His voice was quite as cold and distant as her own. She went up to his chair and laid her hand upon its arm.
"Your manner is very abrupt and strange," she said, in greatly softened tones. "Has anything occurred?"
He turned and met her look. He nodded significantly once or twice before answering. "Yes, something has occurred, most decidedly. Can't you guess what it is? If so, you will save me the distress of explaining."

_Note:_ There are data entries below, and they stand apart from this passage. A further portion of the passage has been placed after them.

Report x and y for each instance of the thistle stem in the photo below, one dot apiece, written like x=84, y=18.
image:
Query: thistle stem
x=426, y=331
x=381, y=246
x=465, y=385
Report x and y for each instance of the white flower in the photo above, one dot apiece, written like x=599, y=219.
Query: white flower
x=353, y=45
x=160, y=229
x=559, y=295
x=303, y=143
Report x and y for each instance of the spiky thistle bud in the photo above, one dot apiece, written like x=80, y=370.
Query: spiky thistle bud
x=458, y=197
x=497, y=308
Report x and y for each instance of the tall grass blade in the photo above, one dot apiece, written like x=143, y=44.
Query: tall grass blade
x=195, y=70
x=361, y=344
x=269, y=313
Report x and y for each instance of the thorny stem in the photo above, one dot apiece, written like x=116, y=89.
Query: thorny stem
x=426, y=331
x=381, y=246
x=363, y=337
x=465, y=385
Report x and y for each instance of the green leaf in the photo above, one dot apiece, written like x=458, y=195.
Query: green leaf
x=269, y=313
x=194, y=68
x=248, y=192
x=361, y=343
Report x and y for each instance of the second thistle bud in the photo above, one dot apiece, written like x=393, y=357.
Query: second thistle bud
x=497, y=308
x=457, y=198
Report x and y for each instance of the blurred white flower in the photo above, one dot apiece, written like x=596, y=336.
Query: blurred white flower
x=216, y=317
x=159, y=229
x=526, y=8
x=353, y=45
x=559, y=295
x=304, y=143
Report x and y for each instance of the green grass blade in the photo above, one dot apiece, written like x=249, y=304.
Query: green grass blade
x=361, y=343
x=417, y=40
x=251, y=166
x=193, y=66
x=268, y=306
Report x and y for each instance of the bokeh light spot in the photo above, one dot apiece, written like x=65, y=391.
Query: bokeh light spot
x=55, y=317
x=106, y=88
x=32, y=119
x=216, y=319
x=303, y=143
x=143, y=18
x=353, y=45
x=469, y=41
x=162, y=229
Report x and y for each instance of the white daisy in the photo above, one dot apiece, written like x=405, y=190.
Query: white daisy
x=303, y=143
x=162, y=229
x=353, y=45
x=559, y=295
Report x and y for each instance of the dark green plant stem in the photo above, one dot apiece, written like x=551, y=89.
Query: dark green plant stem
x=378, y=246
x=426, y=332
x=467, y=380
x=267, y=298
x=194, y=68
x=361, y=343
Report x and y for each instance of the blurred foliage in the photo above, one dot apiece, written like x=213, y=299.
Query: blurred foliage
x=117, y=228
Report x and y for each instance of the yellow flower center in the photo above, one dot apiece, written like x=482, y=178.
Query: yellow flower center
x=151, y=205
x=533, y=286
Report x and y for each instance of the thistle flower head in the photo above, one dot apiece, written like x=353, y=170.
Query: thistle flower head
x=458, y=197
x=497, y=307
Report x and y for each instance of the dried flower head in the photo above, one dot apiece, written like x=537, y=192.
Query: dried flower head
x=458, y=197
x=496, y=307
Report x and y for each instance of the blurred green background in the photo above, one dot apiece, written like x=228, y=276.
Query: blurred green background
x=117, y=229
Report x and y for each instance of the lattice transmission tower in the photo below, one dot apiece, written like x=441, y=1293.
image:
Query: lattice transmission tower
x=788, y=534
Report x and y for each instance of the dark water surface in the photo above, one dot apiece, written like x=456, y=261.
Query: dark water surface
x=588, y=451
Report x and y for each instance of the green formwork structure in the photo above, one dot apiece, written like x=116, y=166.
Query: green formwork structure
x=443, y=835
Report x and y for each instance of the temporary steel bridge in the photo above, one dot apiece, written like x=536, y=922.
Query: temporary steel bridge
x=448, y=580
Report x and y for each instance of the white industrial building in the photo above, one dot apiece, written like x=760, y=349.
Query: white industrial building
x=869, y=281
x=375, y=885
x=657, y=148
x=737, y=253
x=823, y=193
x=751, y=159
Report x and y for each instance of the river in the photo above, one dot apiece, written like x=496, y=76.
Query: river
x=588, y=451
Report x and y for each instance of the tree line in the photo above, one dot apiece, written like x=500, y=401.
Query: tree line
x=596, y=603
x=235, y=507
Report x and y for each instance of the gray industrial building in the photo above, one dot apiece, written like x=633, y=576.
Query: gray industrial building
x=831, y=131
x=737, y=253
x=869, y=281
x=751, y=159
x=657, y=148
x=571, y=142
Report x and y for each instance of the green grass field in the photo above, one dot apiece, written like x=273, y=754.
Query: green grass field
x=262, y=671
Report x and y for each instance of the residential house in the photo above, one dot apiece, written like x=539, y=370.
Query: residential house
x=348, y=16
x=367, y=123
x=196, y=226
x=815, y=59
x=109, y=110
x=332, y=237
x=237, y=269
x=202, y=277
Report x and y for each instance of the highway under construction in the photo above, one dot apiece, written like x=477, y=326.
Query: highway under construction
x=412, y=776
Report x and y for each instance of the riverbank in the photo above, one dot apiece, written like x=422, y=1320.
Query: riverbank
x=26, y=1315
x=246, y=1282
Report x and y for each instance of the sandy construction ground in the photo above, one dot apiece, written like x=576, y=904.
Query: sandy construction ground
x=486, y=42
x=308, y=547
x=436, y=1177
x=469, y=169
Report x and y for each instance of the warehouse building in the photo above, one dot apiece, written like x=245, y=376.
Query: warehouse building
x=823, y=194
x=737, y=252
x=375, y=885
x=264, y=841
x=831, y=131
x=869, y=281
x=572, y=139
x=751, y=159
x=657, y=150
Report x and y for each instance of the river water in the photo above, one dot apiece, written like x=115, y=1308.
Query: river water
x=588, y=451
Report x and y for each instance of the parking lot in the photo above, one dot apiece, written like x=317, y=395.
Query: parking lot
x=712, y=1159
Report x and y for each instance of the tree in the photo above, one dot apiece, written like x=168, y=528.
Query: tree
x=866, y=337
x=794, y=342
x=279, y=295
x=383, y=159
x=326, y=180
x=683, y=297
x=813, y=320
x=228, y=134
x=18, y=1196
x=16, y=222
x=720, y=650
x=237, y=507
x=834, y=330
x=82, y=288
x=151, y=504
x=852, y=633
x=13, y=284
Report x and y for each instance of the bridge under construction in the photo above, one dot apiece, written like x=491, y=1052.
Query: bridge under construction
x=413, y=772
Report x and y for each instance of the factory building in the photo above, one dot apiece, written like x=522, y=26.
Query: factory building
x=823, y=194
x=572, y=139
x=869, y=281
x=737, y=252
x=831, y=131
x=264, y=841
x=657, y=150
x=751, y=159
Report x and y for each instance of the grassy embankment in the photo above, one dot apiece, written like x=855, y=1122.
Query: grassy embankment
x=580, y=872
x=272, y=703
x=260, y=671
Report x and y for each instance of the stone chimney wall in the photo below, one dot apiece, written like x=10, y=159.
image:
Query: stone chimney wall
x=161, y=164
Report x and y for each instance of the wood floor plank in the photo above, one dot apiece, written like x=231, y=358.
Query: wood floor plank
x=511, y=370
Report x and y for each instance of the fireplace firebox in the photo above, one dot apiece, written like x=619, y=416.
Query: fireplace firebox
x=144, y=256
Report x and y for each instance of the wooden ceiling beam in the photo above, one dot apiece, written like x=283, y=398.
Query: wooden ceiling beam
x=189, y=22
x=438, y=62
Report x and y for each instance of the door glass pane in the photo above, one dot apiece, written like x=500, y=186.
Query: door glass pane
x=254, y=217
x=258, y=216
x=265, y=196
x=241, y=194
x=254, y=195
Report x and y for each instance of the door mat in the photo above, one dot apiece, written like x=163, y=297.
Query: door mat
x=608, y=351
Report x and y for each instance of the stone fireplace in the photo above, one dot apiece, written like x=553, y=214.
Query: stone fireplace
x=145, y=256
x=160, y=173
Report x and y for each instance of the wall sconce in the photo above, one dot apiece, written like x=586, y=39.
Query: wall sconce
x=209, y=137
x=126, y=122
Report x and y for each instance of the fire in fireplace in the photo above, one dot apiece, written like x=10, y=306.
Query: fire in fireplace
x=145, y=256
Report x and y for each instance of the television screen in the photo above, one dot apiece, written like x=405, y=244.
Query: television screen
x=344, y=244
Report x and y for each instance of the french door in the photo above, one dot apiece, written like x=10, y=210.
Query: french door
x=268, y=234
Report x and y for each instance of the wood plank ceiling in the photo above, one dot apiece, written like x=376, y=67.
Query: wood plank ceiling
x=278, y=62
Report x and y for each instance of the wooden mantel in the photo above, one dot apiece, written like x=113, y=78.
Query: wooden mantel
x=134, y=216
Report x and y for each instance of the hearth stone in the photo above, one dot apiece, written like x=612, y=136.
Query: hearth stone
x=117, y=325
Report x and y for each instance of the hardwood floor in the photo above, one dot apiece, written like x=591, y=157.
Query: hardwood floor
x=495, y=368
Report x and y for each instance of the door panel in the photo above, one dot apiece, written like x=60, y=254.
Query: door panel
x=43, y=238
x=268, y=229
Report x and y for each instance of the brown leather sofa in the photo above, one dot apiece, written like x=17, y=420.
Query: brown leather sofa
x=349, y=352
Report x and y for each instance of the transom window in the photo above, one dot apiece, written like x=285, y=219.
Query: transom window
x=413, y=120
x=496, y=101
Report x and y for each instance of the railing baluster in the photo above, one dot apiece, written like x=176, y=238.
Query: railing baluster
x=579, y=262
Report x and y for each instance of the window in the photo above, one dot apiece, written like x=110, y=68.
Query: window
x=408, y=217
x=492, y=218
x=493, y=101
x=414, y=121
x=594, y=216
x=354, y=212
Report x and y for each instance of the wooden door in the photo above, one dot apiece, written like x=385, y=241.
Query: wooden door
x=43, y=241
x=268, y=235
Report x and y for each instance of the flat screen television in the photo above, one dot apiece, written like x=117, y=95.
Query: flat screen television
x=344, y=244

For several moments she was silent. "I suppose you mean that you have seen Kate Diggs," she then hazarded.
He nodded again. "I have," he replied.
"Ah!" said Mrs. Lee, with an airy satire. "Then she must have made a very strong case against me, as the lawyers phrase it."
"Undoubtedly she has," he answered, rising. "I have heard the prosecution; do you want me to hear the defense?"
"Of course I demand that you shall do so," she exclaimed, "although I don't at all like the word you describe it by! I have no need whatever of defending myself."
Goldwin gave one of his rich, mellow laughs. The twinkle had come back to his eye; all his wonted geniality seemed to reclothe him. And yet his companion rather felt than saw that it was worn as an ironical disguise.
"Upon my word, I think you have been very hardly treated," he declared. The sting of the real sarcasm pierced her, then, and she sensibly recoiled. "You ought to have been allowed the privilege of witnessing your little scandalous comedy, after you had planned it so cleverly. How you must have suffered when it all went off in so tame and quiet a way!"